Representative fluorescent images of co-cultured ECs. Endometriotic ECs were unstained and healthy ECs were stained with Calcein AM 24 h after cell seeding. Calcein AM-stained cells are visualized in green. (A) Blank channel. (B) Green channel. Scale bar, 100 µm. ECs, endometrial cells.
Inflammatory cytokine profile of healthy, endometriotic and co-cultured cells
The levels of inflammatory cytokines (IL-1β, IL-6, IL-8, IL-10, IL-12p70 and TNF-α) secreted into the culture medium were determined over time in endometriotic and healthy cells cultured alone, in addition to co-cultured cells. Insignificant levels of IL-10, IL12p70 and TNF-α were detected in the culture medium of all tested combinations of cells (data not shown). However, the IL-6 concentration increased over time in all groups (Fig. 2A). The variation observed for the endometriotic cells was similar to that observed in the co-cultured ECs (P=1.000, across all time points). The healthy ECs had a significantly different profile of IL-6 secretion, compared with co-cultured ECs (P=0.017, across all time points). As presented in Fig. 2, IL-6 secretion was higher in the endometriosis and co-culture groups. A strong correlation was detected between the number of cells and the concentration of IL-6 in the medium of healthy and endometriotic cells (Table I).
Figure 2.
IL-6 and IL-8 culture medium secretion over time. (A) IL-6 concentration curves of each group. (B) IL-8 concentration curves of each group mean. (C) Statistical analysis of IL-6 and (D) IL-8 concentrations between groups. Data are presented as the mean ± standard error of the endometriosis, healthy and co-cultured endometrial cells. *Repeated measures analysis of variance between the three groups. #Significance within subjects.

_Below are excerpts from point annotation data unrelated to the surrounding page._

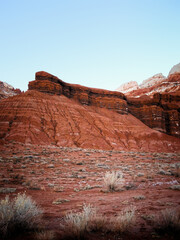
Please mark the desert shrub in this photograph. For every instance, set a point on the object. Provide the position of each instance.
(98, 223)
(77, 224)
(113, 180)
(18, 215)
(168, 222)
(123, 222)
(45, 235)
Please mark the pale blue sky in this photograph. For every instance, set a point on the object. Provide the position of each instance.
(96, 43)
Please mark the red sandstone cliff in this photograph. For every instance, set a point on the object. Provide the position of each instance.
(55, 112)
(48, 83)
(7, 90)
(39, 118)
(156, 102)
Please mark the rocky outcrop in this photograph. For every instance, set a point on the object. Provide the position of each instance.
(7, 90)
(48, 83)
(175, 69)
(157, 102)
(128, 87)
(156, 84)
(160, 112)
(152, 81)
(40, 118)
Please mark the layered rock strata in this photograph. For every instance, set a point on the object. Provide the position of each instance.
(162, 112)
(39, 118)
(48, 83)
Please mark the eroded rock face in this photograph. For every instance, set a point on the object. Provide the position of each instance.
(128, 87)
(157, 102)
(175, 69)
(48, 83)
(160, 112)
(7, 90)
(39, 118)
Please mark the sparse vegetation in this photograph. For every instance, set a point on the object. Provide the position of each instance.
(45, 235)
(77, 224)
(139, 197)
(113, 180)
(124, 221)
(18, 215)
(168, 222)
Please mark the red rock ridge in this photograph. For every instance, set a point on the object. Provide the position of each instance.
(39, 118)
(48, 83)
(7, 90)
(160, 112)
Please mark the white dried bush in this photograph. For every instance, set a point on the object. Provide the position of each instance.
(18, 214)
(124, 221)
(76, 224)
(113, 181)
(45, 235)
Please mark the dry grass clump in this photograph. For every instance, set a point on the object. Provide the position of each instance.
(113, 180)
(45, 235)
(77, 224)
(168, 222)
(124, 221)
(18, 215)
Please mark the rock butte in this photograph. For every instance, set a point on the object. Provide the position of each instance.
(156, 102)
(55, 112)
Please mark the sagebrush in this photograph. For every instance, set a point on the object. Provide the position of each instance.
(113, 181)
(18, 214)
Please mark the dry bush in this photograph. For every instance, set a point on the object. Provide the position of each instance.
(113, 180)
(45, 235)
(18, 215)
(168, 222)
(98, 223)
(123, 222)
(77, 224)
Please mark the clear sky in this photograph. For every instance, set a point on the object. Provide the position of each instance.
(96, 43)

IL, interleukin; EIV, endometriotic endometrial cells; H, healthy cells, Co, co-cultured cells.
Table I.
Multiple correlation coefficient between inflammatory cytokine expression and cell number in endometriotic and healthy endometrial cells individually and co-cultured over time.
Endometriosis
Healthy
Co-cultured cells
Pairs
r
P-value
r
P-value
r
P-value
No. of cells and IL-6
0.87114
0
0.92528
0
No. of cells and IL-8
0.60255
0.0001
0.53407
0.0087
IL-6 and IL-8 (all time points)
0.84211
0
0.50648
0.0137
0.6947
0
IL-1β and IL-6 (day 10)
0.5565
0.1197
IL-1β and IL-8 (day 10)
0.2158
0.5771
IL, interleukin.
Pro-angiogenic IL-8 was differentially secreted in healthy, endometriotic and co-cultured ECs (Fig. 2B). The most significant variation occurred from day 7, when the concentration increased in all groups. The differences between the curves of IL-8 concentration were statistically significant (P=0.010). The secreted IL-8 level in the healthy EC culture was significantly lower compared with the endometriosis (P=0.026, across all time points) and co-cultured (P=0.006, across all time points) groups. Similar to the trend observed for IL-6, the secretion of IL-8 was similar in the endometriotic and co-cultured cells (P=0.474, across all time points). The number of cells and IL-8 concentration were moderately correlated in healthy and endometriotic cells (Table I). Additionally, there was a moderate correlation between IL-6 and IL-8 secretion in the healthy and co-cultured cells. A strong correlation between the secretion of these cytokines was observed in the endometriotic cells (Table I).The co-cultured cells had 48.30 pg/ml (SE, 9.68) IL-1β at day 10 of culture (data not shown); IL-1β levels at days 1, 3 and 7 were undetectable. The secretion of IL-1β appears to be associated with the effects of long-term co-culturing of the cells, although not directly to the secretion of IL-6 or IL-8 (Table I).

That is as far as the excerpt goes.